En vertu du Code canadien des normes de la publicité, le lien matériel doit être divulgué de façon claire et bien visible à proximité immédiate de la publication portant sur le produit ou le service2 par:

  • La publication d’un hashtag clair (#Ad #Sponsored ou #Promoted) divulgué dans les trois premières lignes d’une description3 et qui ne demande pas à l’audience de faire défiler verticalement la page pour apprendre qu’il s’agit d’un contenu sponsorisé4;
  • L’application des mesures proposées par les plateformes de médias sociaux comme l’entête paid partnership with sur Instagram qui permet aux utilisateurs d’identifier clairement qu’il s’agit d’une publicité tout en permettant aux annonceurs et aux agences d’avoir accès aux statistiques de la publication.

À éviter :

  • Des hashtags tels que #Ambassador #Client #Partner qui sont ambigus.

On peut se demander si la divulgation du lien matériel peut mener un consommateur à conclure que l’influenceur est un représentant du commerçant dont il vante les produits. La définition de « représentant » contenue à la L.p.c. comprend la personne « au sujet de laquelle un fabricant a donné des motifs raisonnables de croire qu’elle agit en son nom ». Lorsque c’est le cas, les déclarations de l’influenceur peuvent devenir un message publicitaire au sens de la L.p.c. À tout événement, l’influenceur pourrait aussi être un « publicitaire » au sens où l’entend la L.p.c.5

L’influenceur n’a pas à divulguer la nature (allocation de voyage, produits gratuits, rémunération directe, rabais sur achat, etc.) ou la valeur globale de l’incitatif qu’il a reçu6.

L’annonceur peut-il dicter le message de l’influenceur?

La déclaration de l’influenceur doit être véridique et authentique. L’article 238 L.p.c. énonce qu’ « aucun commerçant, fabricant ou publicitaire ne peut faussement, par quelque moyen que ce soit (a) prétendre qu’il est agréé, recommandé, parrainé, approuvé par un tiers, ou affilié ou associé à ce dernier ou (b) prétendre qu’un tiers recommande, approuve, agrée ou parraine un bien ou un service »7.

Cela signifie donc que les témoignages, opinions ou déclarations de préférence faisant partie d’un message publicitaire doivent être exempts d’allégations inexactes, mensongères ou trompeuses8. Au surplus, l’omission de divulguer le lien matériel entre l’annonceur et l’influenceur pourrait équivaloir à passer sous silence un fait important, pratique interdite en vertu de l’article 228 L.p.c.
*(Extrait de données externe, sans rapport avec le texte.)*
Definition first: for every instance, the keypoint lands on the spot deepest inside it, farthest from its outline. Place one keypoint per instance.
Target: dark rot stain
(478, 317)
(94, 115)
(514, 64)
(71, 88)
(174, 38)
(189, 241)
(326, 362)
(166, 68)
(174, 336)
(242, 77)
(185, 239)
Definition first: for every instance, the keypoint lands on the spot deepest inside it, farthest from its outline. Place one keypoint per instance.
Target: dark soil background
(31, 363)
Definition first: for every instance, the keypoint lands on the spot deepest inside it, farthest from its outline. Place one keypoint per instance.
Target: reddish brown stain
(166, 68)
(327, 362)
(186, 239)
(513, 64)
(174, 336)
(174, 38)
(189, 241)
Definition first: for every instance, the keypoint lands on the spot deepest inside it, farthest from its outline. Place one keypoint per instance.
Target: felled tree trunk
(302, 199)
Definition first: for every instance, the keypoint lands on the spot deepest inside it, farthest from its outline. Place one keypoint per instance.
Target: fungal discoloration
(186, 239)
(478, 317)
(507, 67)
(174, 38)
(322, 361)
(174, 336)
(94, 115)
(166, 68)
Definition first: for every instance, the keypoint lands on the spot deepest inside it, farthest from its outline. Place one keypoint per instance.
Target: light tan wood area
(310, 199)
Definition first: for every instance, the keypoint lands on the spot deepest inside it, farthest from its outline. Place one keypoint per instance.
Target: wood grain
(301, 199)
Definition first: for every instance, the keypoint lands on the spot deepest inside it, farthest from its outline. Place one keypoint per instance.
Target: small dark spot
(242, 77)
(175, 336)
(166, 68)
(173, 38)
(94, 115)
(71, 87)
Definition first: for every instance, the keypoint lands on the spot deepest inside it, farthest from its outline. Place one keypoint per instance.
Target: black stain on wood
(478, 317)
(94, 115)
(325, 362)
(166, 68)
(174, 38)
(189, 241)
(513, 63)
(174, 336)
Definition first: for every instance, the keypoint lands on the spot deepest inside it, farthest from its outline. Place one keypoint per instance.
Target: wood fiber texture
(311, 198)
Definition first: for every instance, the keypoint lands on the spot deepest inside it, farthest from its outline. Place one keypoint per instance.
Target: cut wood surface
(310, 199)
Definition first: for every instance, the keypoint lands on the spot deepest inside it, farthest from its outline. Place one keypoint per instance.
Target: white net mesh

Voici quelques conseils pour la rédaction du message :

  • Il ne doit omettre aucun renseignement si l’omission rend la publicité mensongère9.
  • Il ne doit pas exagérer la nature ou l’importance des différences entre les concurrents10 selon le Code canadien des normes de la publicité.
  • Il doit présenter des vraies opinions sur les produits ou les services formulées par leurs utilisateurs.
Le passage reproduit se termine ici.